軽いお仕事のはずが、すっかりくたびれてしまった。
夕陽に黄昏れている間、シマが実況してきた。
「てきはっけん!」
「げいげききょかを!」
やら。
「つかれた」
「しょーとかっとしていい?」
とか。
敵ってなんだよ、怖ぇよ。
ショートカットとか駄目に決まってるだろ。お前は生き物の臓器をなんだと思ってるんだ。
ショートカットした場合の脱出予想時刻とか、現在のルートを利用した場合との所要時間の比較とか必要ないから。無駄に高性能だよな、お前って。
あと敵に関しては、悪影響しかないものは攻撃許可しておいた。
「らじゃー」
「いこうどくだんせんこうする」
とか返事してきた。だれも独断専行とか許可してねぇよ。逐一報告しろ。
「マサト、あれだな。年寄りの言う事は良く聞かなきゃならんな。俺は大切な事を学んだぞ」
「そうだな。俺は安易にチートに頼ってはいけないと学んだよ」
シマ待ち時間は卵集めの倍くらいかかった。
兎にも角にもやっと終わった。
「帰りましたー」
「お帰りなさい。結構掛かったわね。巣あまりなかった?少し心配になってたのよ」
クロさんはリビングでお茶してた。
報告はお前の仕事だろうと、タクナを見ると顔を背ける。
俺らのそんな様子から察してくれたのか。
「それで結果は?」
苦笑しながら、それだけ聞いてくれた。
テーブルに入手した卵を並べる。全部で15個だ。最後のレアはシマを待ってる時間が勿体無くて二人で協力した。

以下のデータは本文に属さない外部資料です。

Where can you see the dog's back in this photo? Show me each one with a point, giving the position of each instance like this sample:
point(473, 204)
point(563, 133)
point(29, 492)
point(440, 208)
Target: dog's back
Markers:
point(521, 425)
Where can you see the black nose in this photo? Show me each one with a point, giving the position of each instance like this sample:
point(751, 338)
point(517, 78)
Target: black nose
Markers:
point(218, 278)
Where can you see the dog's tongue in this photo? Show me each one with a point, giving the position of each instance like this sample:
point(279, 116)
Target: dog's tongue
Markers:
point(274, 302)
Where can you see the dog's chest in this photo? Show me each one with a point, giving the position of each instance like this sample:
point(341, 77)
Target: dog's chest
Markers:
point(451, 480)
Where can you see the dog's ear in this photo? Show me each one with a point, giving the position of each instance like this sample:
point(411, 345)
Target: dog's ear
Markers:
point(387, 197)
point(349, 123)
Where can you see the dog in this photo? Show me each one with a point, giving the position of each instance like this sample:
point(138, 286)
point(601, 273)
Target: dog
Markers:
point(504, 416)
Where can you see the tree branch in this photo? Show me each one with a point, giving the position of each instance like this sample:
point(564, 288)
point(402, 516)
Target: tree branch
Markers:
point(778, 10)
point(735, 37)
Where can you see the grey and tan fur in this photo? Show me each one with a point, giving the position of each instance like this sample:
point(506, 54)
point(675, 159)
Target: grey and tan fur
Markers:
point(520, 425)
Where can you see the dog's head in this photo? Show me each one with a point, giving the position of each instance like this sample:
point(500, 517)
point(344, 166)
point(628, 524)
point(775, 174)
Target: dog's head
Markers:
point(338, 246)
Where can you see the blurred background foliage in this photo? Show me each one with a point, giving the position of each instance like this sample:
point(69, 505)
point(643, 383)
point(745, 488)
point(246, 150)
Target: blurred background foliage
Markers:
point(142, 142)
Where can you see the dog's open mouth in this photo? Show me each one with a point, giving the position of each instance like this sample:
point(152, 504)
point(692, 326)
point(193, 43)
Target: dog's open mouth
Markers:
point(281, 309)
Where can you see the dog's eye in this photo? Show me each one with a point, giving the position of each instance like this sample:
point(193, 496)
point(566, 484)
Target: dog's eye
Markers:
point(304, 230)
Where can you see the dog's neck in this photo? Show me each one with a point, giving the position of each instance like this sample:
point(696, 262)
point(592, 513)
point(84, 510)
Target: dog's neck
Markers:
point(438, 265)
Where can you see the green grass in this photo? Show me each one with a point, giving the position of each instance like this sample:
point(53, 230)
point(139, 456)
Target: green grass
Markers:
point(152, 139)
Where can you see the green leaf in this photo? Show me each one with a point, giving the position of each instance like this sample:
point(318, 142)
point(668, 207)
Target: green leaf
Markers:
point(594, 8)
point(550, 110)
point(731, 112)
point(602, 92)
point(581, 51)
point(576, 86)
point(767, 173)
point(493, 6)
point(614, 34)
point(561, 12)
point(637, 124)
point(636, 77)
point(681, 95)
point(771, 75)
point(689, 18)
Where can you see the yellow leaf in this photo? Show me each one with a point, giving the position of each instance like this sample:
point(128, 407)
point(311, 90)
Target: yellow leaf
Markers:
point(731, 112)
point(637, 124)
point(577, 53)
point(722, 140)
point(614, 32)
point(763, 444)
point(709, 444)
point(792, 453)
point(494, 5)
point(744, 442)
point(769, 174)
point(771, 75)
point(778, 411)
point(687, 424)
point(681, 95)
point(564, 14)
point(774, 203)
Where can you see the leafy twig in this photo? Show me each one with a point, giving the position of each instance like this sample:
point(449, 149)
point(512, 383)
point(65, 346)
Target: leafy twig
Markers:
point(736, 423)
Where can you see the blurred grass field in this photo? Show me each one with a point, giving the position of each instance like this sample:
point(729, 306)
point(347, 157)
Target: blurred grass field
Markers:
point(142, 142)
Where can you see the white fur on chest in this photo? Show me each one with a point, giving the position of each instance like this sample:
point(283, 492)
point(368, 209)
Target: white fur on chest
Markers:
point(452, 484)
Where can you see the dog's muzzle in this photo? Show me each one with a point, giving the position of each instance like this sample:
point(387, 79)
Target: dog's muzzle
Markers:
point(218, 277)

親の模様によっても多少査定が変わるので、卵には規定に則ったマーキングをしてきた。
「へぇー凄いわね〜。初案件でこの成果は誇って良いわよ」
クロさんの褒め言葉に疲れも抜けてくる。
「これ、レアですよ。綺麗な黄色いラインが入ってて〜」
タクナも同じみたいだ。
「あ、おかえりなさーい。卵集めどうだった。えぇー凄ーい!こんなに集められたの!大金持ちだよー」
アルマが2階から降りてきた。
「おはよーアルマ」
「おはようって、もう夜もいいとこだよ……」
お前が朝居なかったのが悪い。
「もう調子は良いのか?」
タクナの言葉に、気恥ずかしそうに頷く。
「たまごたくさん!」
「さてい」
あ、止める間もなく、シマがアルマに飛びつく。いつもの様に、摘んで肩に乗せるアルマ。
「アルマ、そいつばっちいから触らない方が良いよ」
「何それ、なにかあるの?」
二人で目を背ける。
「そうじすみ」
「あんぜん」
クロさんの眉が寄る。流石はクロさん、シマの正体を目撃しているだけある。何かを察したらしい。
「3人ともお風呂に行きなさい!今すぐよ!」
追い出された。
バスルームへ向かう騒がしい3人を見送る。するとアルマがこちらを見ていた。
「ばっちいって何のこと?」
アルマの頭に手を乗せた。知らない方が幸せな事もある。とは流石に言わないでおく。
そして、まさかもう一度子供を育てる事になるとは。可愛らしく首を傾げるアルマ。
都市から出ても案外忙しい。
「アルマ、今のうちに卵の査定しましょう」
ひとつひとつ卵を手に取り、何かわかるとノートに記入している。何回もそれを繰り返し、今度はノートの方をまとめ始めた。
「うん、良い卵ばっかりね。二人とも優秀なのかな?」
査定完了したのだろうペンを置いて顔を上げた。
「けっこう良い感じになるのかしら」
「ベンさん驚くと思うな。これだけ品質の良い物ばかり納品されたら」
「へぇーそんなに凄いのね」
ひとつ脇に避けてある卵が気になり、手にとって聞く。
「これは、なんで避けてるの?」
「あーそれは唯一あまり良くない物かな。ダメなわけじゃないけど他が良すぎ」
「そう」
アルマはダメ卵を指でつついた。
並んだ卵達に目をやる。それぞれ個性ある卵達に、アルマが書き加えた文字が彩りを加えている。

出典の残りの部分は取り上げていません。